Over the weekend Brexit talks again bumped up against the issue of trade between the Republic of Ireland and the U.K.’s Northern Ireland. That snag prompted European Council President Donald Tusk on Monday to suggest that a “no-deal” Brexit scenario, in which the U.K. would leave the European Union without a clear directive for governing in the future, was more likely than ever.
Determining this risk would be central to appropriately pricing the British pound GBPUSD, -0.3413% , analysts say. But that’s easier said than done.
Pound options reflect the fact that “real money,” or institutional investors, has a desire to hedge because “you can’t have a huge sterling exposure and just hope for the best with Brexit,” said Viraj Patel, FX strategist at ING. Markets are trying to differentiate between political posturing and the reality for a deal coming together, he added.
The “no-deal” Brexit represents the consensus worst-case scenario and that means it’s an outcome almost not worth pricing in at all, Patel said. “But that doesn’t mean there is no nervousness,” he added.
One way to look at “no-deal” risk is to cross reference a Reuters analyst survey used by Bank of England officials with the odds on a Brexit deal quoted by U.K. betting site Betfair PPB, +1.83% suggested RBC chief currency strategist Adam Cole, in the chart below.
RBC “No-deal” Brexit risk as implied by a Reuters analyst survey and U.K. betting site Betfair.
“The [Reuters survey’s] median probability is unchanged at 25%, though this is unlikely to capture the impact of Brexit Secretary [Dominic] Raab’s brief visit to Brussels over the weekend, or the media’s response to it,” said Cole.
Betfair odds were also was “an imperfect measure as it relates to the risk of a no deal by April 2019 and so incorporates the risk that a deal is reached, but with a delay. The 44% implied probability almost certainly overstates the probability attached to no deal being reached at all.”

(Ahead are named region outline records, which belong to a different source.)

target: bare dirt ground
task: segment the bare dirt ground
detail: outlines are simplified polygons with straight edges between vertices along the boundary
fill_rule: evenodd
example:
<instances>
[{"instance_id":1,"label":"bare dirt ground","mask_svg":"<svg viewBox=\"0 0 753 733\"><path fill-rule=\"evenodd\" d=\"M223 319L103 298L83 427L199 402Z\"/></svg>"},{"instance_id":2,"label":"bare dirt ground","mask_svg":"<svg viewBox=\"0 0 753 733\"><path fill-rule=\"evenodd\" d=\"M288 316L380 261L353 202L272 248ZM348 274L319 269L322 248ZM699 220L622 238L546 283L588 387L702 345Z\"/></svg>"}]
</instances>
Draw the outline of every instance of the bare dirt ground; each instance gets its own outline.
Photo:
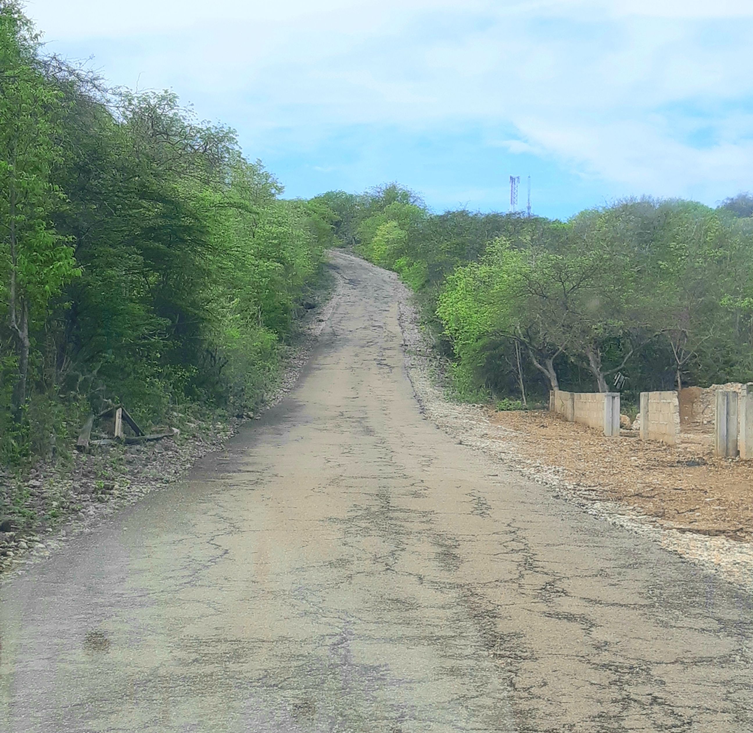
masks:
<instances>
[{"instance_id":1,"label":"bare dirt ground","mask_svg":"<svg viewBox=\"0 0 753 733\"><path fill-rule=\"evenodd\" d=\"M176 414L181 432L174 438L105 445L87 453L72 447L70 462L41 463L20 475L0 469L0 507L15 505L16 512L0 512L0 583L27 561L48 557L72 537L183 478L197 461L221 450L245 423L278 405L295 386L341 288L335 278L332 289L320 293L320 302L307 311L280 383L257 414L217 421Z\"/></svg>"},{"instance_id":2,"label":"bare dirt ground","mask_svg":"<svg viewBox=\"0 0 753 733\"><path fill-rule=\"evenodd\" d=\"M453 402L409 291L398 292L408 376L438 427L590 514L753 590L753 466L715 458L709 441L692 435L669 447L608 438L548 412Z\"/></svg>"},{"instance_id":3,"label":"bare dirt ground","mask_svg":"<svg viewBox=\"0 0 753 733\"><path fill-rule=\"evenodd\" d=\"M0 587L0 731L750 733L753 594L425 389L395 276L332 259L285 399Z\"/></svg>"},{"instance_id":4,"label":"bare dirt ground","mask_svg":"<svg viewBox=\"0 0 753 733\"><path fill-rule=\"evenodd\" d=\"M491 412L489 437L508 441L596 496L681 532L753 541L753 466L691 447L609 438L548 412Z\"/></svg>"}]
</instances>

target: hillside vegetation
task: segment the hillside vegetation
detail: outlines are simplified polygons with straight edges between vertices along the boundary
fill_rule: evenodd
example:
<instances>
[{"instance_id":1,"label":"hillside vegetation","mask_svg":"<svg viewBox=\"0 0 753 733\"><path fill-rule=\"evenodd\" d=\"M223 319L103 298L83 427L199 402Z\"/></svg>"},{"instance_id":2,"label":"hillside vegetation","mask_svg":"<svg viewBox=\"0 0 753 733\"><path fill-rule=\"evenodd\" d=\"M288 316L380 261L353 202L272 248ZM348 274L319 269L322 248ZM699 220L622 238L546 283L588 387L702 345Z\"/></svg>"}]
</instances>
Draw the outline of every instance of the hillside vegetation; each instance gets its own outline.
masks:
<instances>
[{"instance_id":1,"label":"hillside vegetation","mask_svg":"<svg viewBox=\"0 0 753 733\"><path fill-rule=\"evenodd\" d=\"M106 89L0 2L0 463L126 404L252 409L331 243L226 127Z\"/></svg>"},{"instance_id":2,"label":"hillside vegetation","mask_svg":"<svg viewBox=\"0 0 753 733\"><path fill-rule=\"evenodd\" d=\"M628 200L567 221L433 214L392 185L319 200L344 245L418 295L456 390L646 389L753 379L753 199Z\"/></svg>"}]
</instances>

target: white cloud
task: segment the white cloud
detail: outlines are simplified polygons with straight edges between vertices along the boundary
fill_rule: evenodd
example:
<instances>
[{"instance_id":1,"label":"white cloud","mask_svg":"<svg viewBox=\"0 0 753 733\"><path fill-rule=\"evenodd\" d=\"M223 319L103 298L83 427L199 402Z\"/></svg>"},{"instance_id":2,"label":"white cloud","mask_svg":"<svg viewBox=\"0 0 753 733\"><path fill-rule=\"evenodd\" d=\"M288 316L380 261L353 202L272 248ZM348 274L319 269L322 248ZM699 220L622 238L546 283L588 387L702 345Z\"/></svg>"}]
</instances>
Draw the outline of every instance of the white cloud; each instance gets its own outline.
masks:
<instances>
[{"instance_id":1,"label":"white cloud","mask_svg":"<svg viewBox=\"0 0 753 733\"><path fill-rule=\"evenodd\" d=\"M501 143L511 152L651 193L751 187L750 0L35 0L29 12L59 44L111 41L130 75L116 82L143 72L142 85L230 110L255 139L498 126L517 130ZM693 144L702 128L712 142Z\"/></svg>"}]
</instances>

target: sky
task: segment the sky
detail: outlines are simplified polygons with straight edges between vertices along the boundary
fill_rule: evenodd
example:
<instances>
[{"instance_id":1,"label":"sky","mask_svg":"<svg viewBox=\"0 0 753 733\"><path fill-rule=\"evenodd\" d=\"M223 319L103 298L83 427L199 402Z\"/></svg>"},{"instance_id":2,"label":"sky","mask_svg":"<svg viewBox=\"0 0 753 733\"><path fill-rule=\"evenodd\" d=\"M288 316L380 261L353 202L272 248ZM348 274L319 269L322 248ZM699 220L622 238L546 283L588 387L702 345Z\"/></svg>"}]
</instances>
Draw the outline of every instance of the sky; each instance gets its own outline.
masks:
<instances>
[{"instance_id":1,"label":"sky","mask_svg":"<svg viewBox=\"0 0 753 733\"><path fill-rule=\"evenodd\" d=\"M28 0L47 50L172 89L289 197L392 181L566 218L753 191L753 0Z\"/></svg>"}]
</instances>

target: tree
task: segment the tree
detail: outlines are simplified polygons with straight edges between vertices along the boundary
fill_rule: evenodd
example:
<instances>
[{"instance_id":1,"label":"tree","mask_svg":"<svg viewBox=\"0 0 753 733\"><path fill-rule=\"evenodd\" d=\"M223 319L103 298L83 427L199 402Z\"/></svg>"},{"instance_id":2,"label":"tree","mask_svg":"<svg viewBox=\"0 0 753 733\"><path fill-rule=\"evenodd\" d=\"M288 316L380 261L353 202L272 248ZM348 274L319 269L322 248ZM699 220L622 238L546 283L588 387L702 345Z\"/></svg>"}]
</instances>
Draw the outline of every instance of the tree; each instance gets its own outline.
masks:
<instances>
[{"instance_id":1,"label":"tree","mask_svg":"<svg viewBox=\"0 0 753 733\"><path fill-rule=\"evenodd\" d=\"M35 35L15 3L0 8L0 230L8 320L18 352L13 406L27 394L31 325L78 273L50 224L62 194L50 180L60 154L60 94L36 60Z\"/></svg>"}]
</instances>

Cole believes these measures point towards a “real” implied probability for a “no-deal” Brexit at “somewhere in between the two, at around 30%,” Cole said.

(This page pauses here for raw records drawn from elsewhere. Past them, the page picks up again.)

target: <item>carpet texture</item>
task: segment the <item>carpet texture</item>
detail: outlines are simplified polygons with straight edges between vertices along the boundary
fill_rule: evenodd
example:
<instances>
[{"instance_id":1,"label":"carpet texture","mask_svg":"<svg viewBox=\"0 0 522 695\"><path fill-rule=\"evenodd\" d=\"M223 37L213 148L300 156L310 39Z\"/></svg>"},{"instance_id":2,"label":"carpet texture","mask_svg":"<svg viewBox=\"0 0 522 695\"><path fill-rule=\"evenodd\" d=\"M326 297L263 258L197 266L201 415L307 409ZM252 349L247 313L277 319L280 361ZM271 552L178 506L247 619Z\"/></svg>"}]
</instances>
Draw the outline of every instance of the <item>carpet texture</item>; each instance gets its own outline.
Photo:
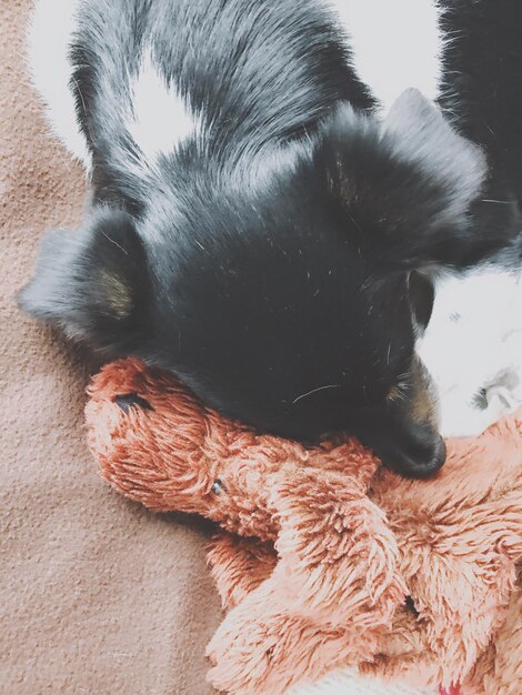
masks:
<instances>
[{"instance_id":1,"label":"carpet texture","mask_svg":"<svg viewBox=\"0 0 522 695\"><path fill-rule=\"evenodd\" d=\"M0 692L209 695L205 533L109 491L83 431L98 365L16 308L42 232L74 228L86 194L29 85L31 4L0 3Z\"/></svg>"}]
</instances>

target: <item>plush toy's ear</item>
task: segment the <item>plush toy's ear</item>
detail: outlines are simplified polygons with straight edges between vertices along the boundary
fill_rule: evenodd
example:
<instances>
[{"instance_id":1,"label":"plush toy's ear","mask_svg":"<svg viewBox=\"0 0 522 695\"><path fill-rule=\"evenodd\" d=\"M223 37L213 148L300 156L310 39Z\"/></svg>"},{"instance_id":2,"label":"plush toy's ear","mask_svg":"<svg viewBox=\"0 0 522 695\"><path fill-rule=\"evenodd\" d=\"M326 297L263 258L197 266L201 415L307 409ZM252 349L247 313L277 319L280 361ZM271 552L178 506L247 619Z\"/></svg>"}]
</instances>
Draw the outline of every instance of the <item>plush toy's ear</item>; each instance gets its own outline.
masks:
<instances>
[{"instance_id":1,"label":"plush toy's ear","mask_svg":"<svg viewBox=\"0 0 522 695\"><path fill-rule=\"evenodd\" d=\"M391 107L382 132L395 155L444 189L443 214L450 222L465 213L484 182L485 155L453 130L433 102L416 89L405 90Z\"/></svg>"},{"instance_id":2,"label":"plush toy's ear","mask_svg":"<svg viewBox=\"0 0 522 695\"><path fill-rule=\"evenodd\" d=\"M143 330L149 293L145 252L132 218L99 210L78 231L46 234L20 308L73 339L118 352Z\"/></svg>"}]
</instances>

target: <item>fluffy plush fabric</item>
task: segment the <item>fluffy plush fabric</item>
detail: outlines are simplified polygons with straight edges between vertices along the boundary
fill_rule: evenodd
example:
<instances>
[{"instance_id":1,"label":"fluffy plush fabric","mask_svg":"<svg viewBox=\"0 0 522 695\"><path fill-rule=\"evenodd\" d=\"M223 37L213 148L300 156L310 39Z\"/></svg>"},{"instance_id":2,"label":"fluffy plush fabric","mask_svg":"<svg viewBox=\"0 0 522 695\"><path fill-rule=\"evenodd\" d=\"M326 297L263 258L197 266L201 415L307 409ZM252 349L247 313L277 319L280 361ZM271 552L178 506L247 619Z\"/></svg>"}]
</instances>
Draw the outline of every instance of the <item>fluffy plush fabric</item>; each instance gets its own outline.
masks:
<instances>
[{"instance_id":1,"label":"fluffy plush fabric","mask_svg":"<svg viewBox=\"0 0 522 695\"><path fill-rule=\"evenodd\" d=\"M0 692L209 695L204 534L108 494L83 436L86 355L16 306L43 230L74 226L86 192L27 79L31 6L0 6Z\"/></svg>"},{"instance_id":2,"label":"fluffy plush fabric","mask_svg":"<svg viewBox=\"0 0 522 695\"><path fill-rule=\"evenodd\" d=\"M227 531L209 555L229 611L208 648L220 689L279 695L357 666L518 692L521 411L449 441L428 482L379 469L352 440L307 450L255 435L133 360L94 379L87 421L116 488Z\"/></svg>"}]
</instances>

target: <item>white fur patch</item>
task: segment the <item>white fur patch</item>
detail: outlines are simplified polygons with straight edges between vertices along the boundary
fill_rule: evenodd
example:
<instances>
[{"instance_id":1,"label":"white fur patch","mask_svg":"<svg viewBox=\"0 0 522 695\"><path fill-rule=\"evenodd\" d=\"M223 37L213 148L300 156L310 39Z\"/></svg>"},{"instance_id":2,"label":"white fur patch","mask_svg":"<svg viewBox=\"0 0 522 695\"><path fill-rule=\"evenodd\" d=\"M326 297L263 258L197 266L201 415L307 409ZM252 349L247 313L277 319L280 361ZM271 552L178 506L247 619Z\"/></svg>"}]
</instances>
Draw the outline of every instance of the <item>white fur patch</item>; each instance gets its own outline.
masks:
<instances>
[{"instance_id":1,"label":"white fur patch","mask_svg":"<svg viewBox=\"0 0 522 695\"><path fill-rule=\"evenodd\" d=\"M385 111L414 87L435 99L442 41L435 0L327 0L353 51L354 68Z\"/></svg>"},{"instance_id":2,"label":"white fur patch","mask_svg":"<svg viewBox=\"0 0 522 695\"><path fill-rule=\"evenodd\" d=\"M72 75L69 49L79 2L37 0L28 32L28 61L34 88L46 104L52 132L76 159L90 169L91 155L69 88Z\"/></svg>"},{"instance_id":3,"label":"white fur patch","mask_svg":"<svg viewBox=\"0 0 522 695\"><path fill-rule=\"evenodd\" d=\"M416 352L444 436L475 436L522 404L522 271L476 269L436 283Z\"/></svg>"},{"instance_id":4,"label":"white fur patch","mask_svg":"<svg viewBox=\"0 0 522 695\"><path fill-rule=\"evenodd\" d=\"M199 119L179 94L168 84L144 51L138 75L131 81L131 115L127 128L135 144L151 162L158 154L173 152L181 142L195 134Z\"/></svg>"}]
</instances>

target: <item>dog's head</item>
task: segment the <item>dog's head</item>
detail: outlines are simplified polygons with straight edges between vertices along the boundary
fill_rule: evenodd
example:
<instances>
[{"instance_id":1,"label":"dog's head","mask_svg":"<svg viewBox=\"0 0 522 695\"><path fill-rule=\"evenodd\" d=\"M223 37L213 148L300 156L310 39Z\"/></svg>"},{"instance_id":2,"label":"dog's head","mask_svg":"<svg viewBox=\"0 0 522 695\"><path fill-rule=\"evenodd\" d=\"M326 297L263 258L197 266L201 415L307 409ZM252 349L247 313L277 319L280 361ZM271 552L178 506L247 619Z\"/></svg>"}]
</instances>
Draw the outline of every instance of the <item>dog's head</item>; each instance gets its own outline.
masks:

But even with this number in mind, headlines will matter.
“Speculators are a bit short the pound, but it’s all headline risk. If you’re short, you’re always just one headline away from getting kicked out of your position,” Patel warned.
And depending on which way Brexit will play out, “in six months time we’ll either be at $1.20 or $1.40” per one British pound, he added. The lower bound would reflect a “no-deal” Brexit, while the higher level would be a smooth Brexit characterized by an agreement between Brussels and London.

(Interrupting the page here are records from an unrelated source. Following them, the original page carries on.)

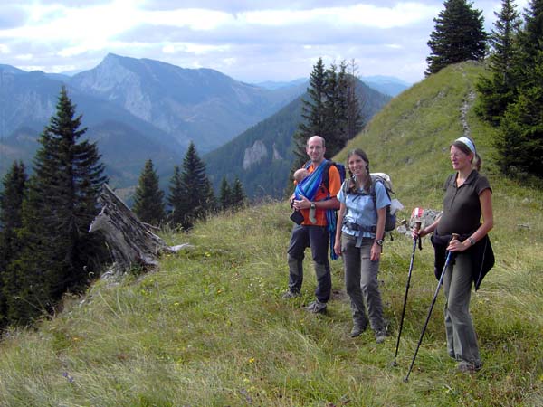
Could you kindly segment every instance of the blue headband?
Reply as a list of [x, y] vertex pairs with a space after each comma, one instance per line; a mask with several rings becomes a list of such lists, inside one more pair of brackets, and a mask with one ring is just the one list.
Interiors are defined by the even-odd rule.
[[468, 137], [462, 136], [462, 137], [457, 138], [455, 141], [460, 141], [461, 143], [465, 144], [472, 153], [477, 154], [475, 151], [475, 145]]

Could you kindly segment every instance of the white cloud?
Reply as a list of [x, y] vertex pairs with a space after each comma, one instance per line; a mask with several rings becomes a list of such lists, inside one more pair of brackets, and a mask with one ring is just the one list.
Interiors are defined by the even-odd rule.
[[[527, 2], [520, 0], [519, 12]], [[478, 0], [473, 6], [484, 9], [490, 27], [500, 0]], [[443, 5], [442, 0], [19, 0], [10, 7], [0, 24], [0, 54], [3, 63], [22, 69], [31, 64], [46, 71], [90, 69], [114, 52], [213, 68], [256, 81], [308, 76], [319, 57], [327, 64], [354, 58], [361, 74], [416, 81], [424, 76], [433, 20]]]

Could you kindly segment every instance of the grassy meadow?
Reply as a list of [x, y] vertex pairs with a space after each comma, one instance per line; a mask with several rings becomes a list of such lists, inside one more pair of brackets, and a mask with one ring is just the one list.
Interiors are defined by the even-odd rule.
[[[391, 175], [408, 218], [441, 209], [448, 146], [464, 125], [493, 188], [496, 265], [472, 297], [483, 368], [457, 373], [446, 351], [443, 291], [409, 381], [436, 280], [427, 238], [416, 251], [394, 360], [413, 241], [386, 240], [379, 279], [391, 336], [350, 338], [341, 260], [332, 262], [327, 315], [307, 313], [315, 278], [307, 251], [302, 296], [281, 298], [292, 222], [286, 202], [214, 217], [191, 249], [144, 274], [99, 280], [36, 329], [0, 343], [1, 406], [540, 406], [543, 405], [543, 191], [496, 171], [492, 131], [472, 113], [482, 68], [464, 63], [414, 85], [352, 140], [372, 171]], [[347, 149], [346, 149], [347, 150]], [[344, 161], [346, 152], [336, 158]]]

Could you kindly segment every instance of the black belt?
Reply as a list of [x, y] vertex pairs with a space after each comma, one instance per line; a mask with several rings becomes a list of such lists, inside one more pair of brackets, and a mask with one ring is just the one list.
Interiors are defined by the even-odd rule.
[[[343, 224], [345, 226], [347, 226], [347, 228], [350, 231], [358, 231], [360, 232], [369, 232], [370, 233], [376, 233], [377, 227], [376, 225], [372, 225], [372, 226], [363, 226], [361, 224], [357, 224], [357, 223], [353, 223], [352, 222], [344, 222]], [[358, 234], [358, 237], [357, 238], [357, 243], [355, 244], [355, 247], [361, 247], [362, 246], [362, 233]]]

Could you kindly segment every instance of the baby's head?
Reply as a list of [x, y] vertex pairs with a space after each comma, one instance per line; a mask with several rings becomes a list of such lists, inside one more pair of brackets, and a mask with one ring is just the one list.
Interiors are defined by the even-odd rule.
[[292, 175], [294, 181], [300, 183], [306, 176], [310, 175], [310, 172], [305, 168], [300, 168], [294, 171]]

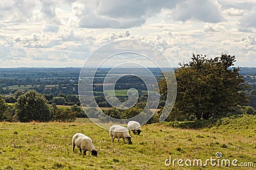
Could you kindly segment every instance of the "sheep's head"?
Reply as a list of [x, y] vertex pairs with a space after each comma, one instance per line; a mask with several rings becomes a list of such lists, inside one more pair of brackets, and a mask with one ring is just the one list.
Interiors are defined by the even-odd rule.
[[142, 131], [141, 130], [137, 130], [137, 134], [138, 135], [140, 135], [140, 134], [141, 132]]
[[92, 151], [92, 155], [97, 157], [98, 157], [98, 152], [95, 150]]
[[128, 143], [130, 144], [130, 145], [132, 144], [132, 141], [131, 140], [131, 138], [132, 137], [132, 136], [127, 136], [125, 137], [126, 140], [127, 141]]

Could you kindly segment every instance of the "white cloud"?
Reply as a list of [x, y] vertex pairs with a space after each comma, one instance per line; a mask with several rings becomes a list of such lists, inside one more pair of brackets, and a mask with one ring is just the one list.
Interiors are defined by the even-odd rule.
[[198, 20], [213, 23], [225, 20], [220, 4], [214, 0], [182, 1], [177, 4], [171, 15], [175, 20]]
[[239, 26], [241, 29], [249, 27], [255, 28], [256, 27], [256, 7], [254, 7], [252, 11], [245, 13], [239, 20]]
[[210, 24], [206, 23], [204, 26], [204, 31], [206, 32], [219, 32], [219, 31], [226, 31], [226, 29], [224, 26], [220, 25], [217, 24]]

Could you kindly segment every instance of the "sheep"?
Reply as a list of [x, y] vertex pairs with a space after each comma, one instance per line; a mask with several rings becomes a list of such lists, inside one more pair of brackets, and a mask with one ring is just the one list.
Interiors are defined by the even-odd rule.
[[111, 138], [111, 142], [114, 142], [115, 138], [117, 138], [117, 141], [119, 142], [120, 138], [124, 139], [124, 142], [125, 143], [125, 139], [128, 141], [128, 143], [132, 144], [131, 136], [128, 134], [128, 130], [126, 127], [120, 125], [112, 125], [109, 128], [109, 136]]
[[83, 155], [86, 155], [86, 151], [92, 153], [92, 155], [94, 157], [98, 156], [98, 152], [92, 143], [91, 138], [82, 133], [76, 133], [73, 136], [72, 138], [73, 152], [75, 152], [76, 146], [79, 148], [80, 152], [83, 150]]
[[140, 135], [142, 132], [140, 123], [136, 121], [129, 121], [127, 124], [127, 129], [130, 134], [131, 131], [132, 131], [133, 134], [138, 134], [138, 135]]

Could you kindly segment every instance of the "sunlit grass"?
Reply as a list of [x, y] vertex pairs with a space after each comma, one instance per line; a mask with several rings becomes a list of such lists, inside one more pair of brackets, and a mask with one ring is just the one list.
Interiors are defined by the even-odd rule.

Sterling last bought $1.3192, up from $1.3151 late Monday. Tuesday’s strength in the pound came after better-than-expected U.K. wage growth data. Market participants should also remember that the forward interest rate curve foresees rate hikes by the Bank of England in 2019, Patel said, which give sterling a supportive backdrop on days like these. Currencies commonly appreciate as interest rates rise.
The euro-pound pair EURGBP, +0.2278% was weaker on Tuesday, with one euro buying £0.8777, down 0.3%.